Sequence Architectures
Sequence Modeling
- FFNNs can't be used because of limited context window
- Languages can have longer dependencies over arbitrary context length
- Language Models assign conditional probability to the next word
- $P(W_{1:n}) = \prod_{i=1}^{n} P(W_i | W_{1:i-1})$
- Quality of a language model is assessed by perplexity
- $PP = P(W_{1:n})^{-1/n}$
- Inverse probability that the model assigns to the test sequence normalized by the length
Recurrent Neural Networks
- NN architecture that contains a cycle in its network connections
- The hidden layer output from previous step is linked to the current hidden layer output
- Predict using current input and previous hidden state
- Removes the fixed context dependency arising in FFNNs
- The temporal hidden output can be persisted for infinite steps
- Inference
- $h_t = g(Uh_{t-1} + Wx_t)$
- $y_t = V(h_t)$
- Training
- Chain rule for backpropagation
- Output depends on hidden state and hidden state depends on previous time step
- BPTT: backpropagation through time
- In terms of computational graph, the network is "unrolled" for the entire sequence
- For very long sequences, use truncated BPTT
- RNNs and Language Models
- Predict next word using current word and previous hidden state
- Removes the limited context problem
- Use word embeddings to enhance the model's generalization ability
- $e_t = Ex_t$
- $h_t = g(Uh_{t-1} + We_t)$
- $y_t = V(h_t)$
- Output the probability distribution over the entire vocabulary
- Loss function: Cross entropy, difference between predicted probability and true distribution
- Minimize the error in predicting the next word
- Teacher forcing for training
- In training phase, ignore the model output for predicting the next word
- Use the actual word instead
- Weight tying
- Input embedding lookup and output probability matrix have same dimensions |V|
- Avoid using two different matrices, use the same one instead
- RNN Tasks
- Sequence Labeling
- NER tasks, POS tagging
- At each step predict the current tag rather than the next word
- Use softmax over tagset with CE loss function
- Sequence Classification
- Classify entire sequences rather than the tokens
- Use hidden state from the last step and pass to FFNN
- Backprop will be used to update the RNN cycle links
- Use pooling to enhance performance
- Element-wise Mean, Max of all intermediate hidden states
- Sequence Generation
- Encoder-decoder architecture
- Autoregressive generation
- Use <s> as the first token (BOS) and hidden state from encoder
- Sample form RNN, using output softmax
- Use the embedding from the generated token as next input
- Keep sampling till </s> (EOS) token is sampled
- RNN Architectures
- Stacked RNNs
- Multiple RNNs "stacked together"
- Output from one layer serves as input to another layer
- Differening levels of abstraction across layers
- Bidirectional RNNs
- Many applications have full access to input sequence
- Process the sequence from left-to-right and right-to-left
- Concatenate the output from forward and reversed passes
LSTM
- RNNs are hard to train due to vanishing/exploding gradients
- Hidden state tends to be fairly local in practice, limiting long-term dependencies
- Vanishing gradients: Signal from far-away timesteps gets lost
- Repeated multiplications in backpropagation step
- Sigmoid derivatives between (0-0.25) and tanh derivatives between (0-1)

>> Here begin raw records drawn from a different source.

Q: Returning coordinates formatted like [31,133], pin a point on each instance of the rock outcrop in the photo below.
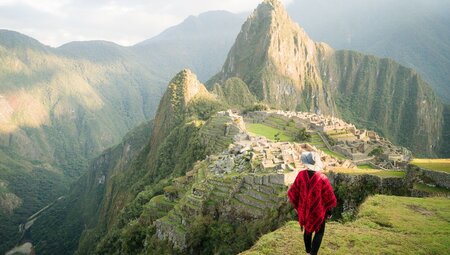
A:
[284,68]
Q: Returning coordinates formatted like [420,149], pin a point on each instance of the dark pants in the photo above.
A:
[313,247]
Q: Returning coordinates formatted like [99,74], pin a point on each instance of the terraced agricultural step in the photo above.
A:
[268,190]
[246,208]
[246,199]
[259,195]
[219,194]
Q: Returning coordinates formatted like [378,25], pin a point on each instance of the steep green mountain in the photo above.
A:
[58,111]
[62,110]
[180,136]
[25,187]
[278,61]
[415,33]
[284,68]
[104,90]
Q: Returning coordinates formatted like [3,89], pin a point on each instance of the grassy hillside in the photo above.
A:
[433,164]
[413,33]
[25,187]
[384,225]
[391,99]
[58,111]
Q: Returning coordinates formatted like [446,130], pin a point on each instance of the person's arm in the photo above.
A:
[293,194]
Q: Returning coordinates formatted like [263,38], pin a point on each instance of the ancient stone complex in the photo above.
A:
[361,146]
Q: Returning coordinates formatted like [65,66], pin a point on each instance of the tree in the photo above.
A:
[277,137]
[301,135]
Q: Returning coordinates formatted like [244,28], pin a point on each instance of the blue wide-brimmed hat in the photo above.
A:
[312,160]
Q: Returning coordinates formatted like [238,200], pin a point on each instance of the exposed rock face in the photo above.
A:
[284,68]
[9,202]
[278,61]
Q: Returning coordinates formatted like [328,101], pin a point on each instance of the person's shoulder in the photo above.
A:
[322,176]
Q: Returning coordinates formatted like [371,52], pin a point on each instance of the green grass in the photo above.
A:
[268,132]
[384,225]
[433,164]
[432,190]
[376,172]
[331,153]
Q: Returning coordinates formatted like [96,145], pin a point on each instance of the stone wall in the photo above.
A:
[441,179]
[352,190]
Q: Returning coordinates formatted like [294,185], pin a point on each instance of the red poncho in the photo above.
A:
[312,197]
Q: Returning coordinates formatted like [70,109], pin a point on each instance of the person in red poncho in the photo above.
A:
[313,197]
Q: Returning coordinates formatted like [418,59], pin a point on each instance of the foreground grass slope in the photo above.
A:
[384,225]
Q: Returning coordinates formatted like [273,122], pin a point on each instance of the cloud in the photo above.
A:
[124,22]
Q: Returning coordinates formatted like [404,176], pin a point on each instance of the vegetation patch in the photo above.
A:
[433,164]
[268,132]
[384,225]
[376,172]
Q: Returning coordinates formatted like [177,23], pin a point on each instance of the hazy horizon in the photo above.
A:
[55,24]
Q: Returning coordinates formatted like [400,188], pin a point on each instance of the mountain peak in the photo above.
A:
[183,90]
[277,60]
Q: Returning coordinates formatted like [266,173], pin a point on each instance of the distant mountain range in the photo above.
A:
[272,62]
[62,107]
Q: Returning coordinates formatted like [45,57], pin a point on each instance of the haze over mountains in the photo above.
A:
[62,107]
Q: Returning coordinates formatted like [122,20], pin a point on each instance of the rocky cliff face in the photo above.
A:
[283,67]
[278,61]
[381,94]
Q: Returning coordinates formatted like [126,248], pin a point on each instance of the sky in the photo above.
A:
[126,22]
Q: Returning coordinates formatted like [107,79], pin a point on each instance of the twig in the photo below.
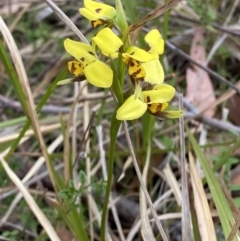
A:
[209,71]
[66,20]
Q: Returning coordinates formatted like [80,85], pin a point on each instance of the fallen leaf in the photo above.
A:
[199,86]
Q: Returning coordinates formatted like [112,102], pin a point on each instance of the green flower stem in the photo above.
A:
[139,175]
[115,124]
[165,30]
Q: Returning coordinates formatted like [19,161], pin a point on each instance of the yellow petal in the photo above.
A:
[131,109]
[107,41]
[64,82]
[101,10]
[169,114]
[172,114]
[160,94]
[88,14]
[155,41]
[139,54]
[154,72]
[76,68]
[99,74]
[135,70]
[82,52]
[157,108]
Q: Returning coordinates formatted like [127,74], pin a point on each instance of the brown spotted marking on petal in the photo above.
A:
[90,52]
[98,10]
[98,22]
[73,69]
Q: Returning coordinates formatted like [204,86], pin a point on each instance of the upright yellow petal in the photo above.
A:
[101,10]
[160,94]
[154,72]
[99,74]
[92,16]
[76,68]
[131,109]
[135,69]
[139,54]
[155,41]
[169,114]
[107,41]
[157,107]
[82,52]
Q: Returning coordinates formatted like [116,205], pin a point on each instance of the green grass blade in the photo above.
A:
[39,107]
[11,72]
[221,203]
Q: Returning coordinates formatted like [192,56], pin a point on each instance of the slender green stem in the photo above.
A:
[114,130]
[165,29]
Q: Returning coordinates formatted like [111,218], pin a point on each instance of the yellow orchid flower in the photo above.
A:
[108,42]
[155,101]
[96,72]
[98,13]
[145,65]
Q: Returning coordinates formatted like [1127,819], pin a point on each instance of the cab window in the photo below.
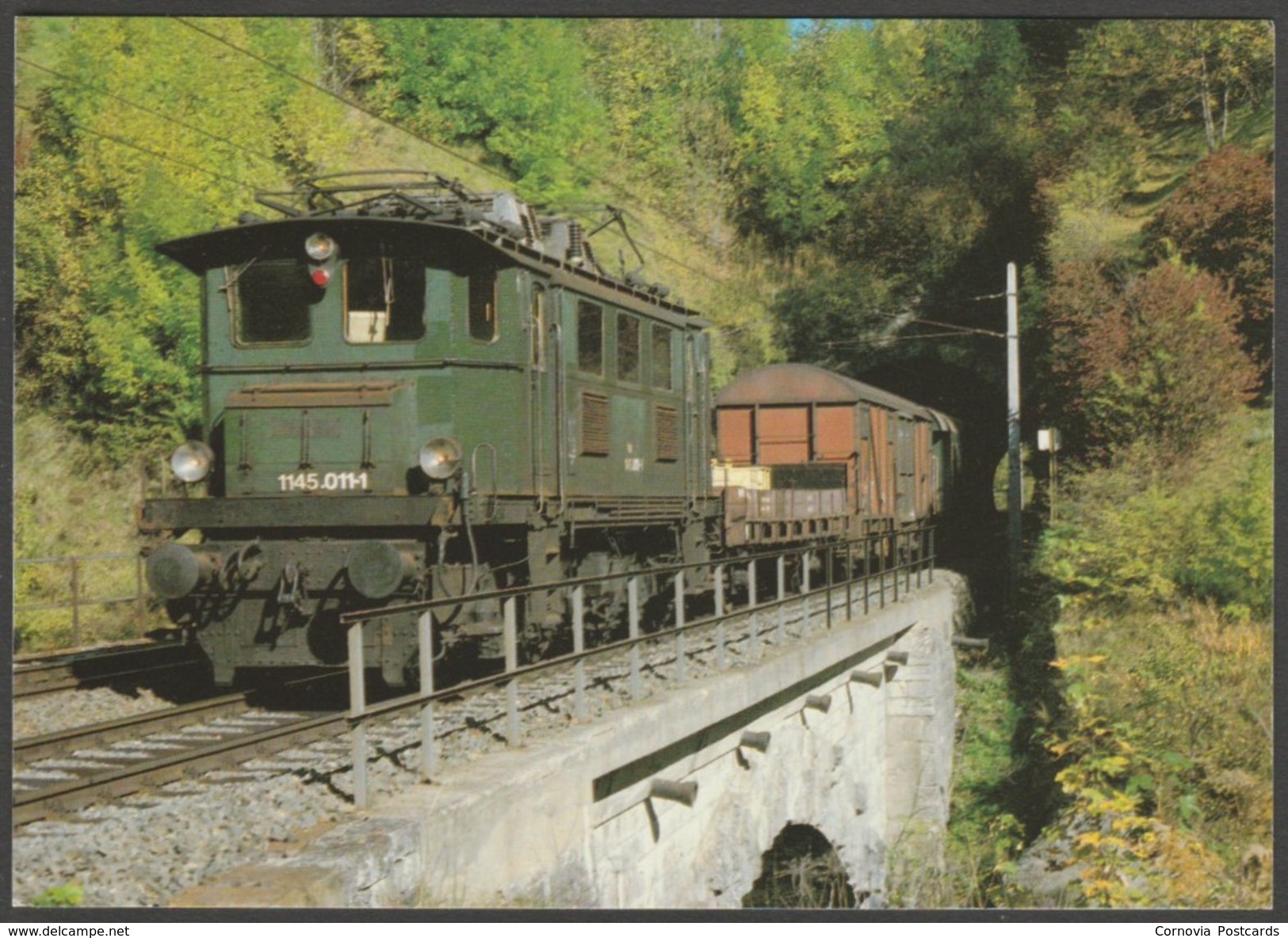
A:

- Gradients diminish exponentially over long sequence lengths
- LSTMs introduce explicit memory management
- Enable network to learn to forget information no longer needed
- Persist information likely needed for decisions yet to come
- Use gating mechanism (through additional parameters) to control the flow of information
- Architecture
- Memory cell (long-term memory) + hidden state (working memory)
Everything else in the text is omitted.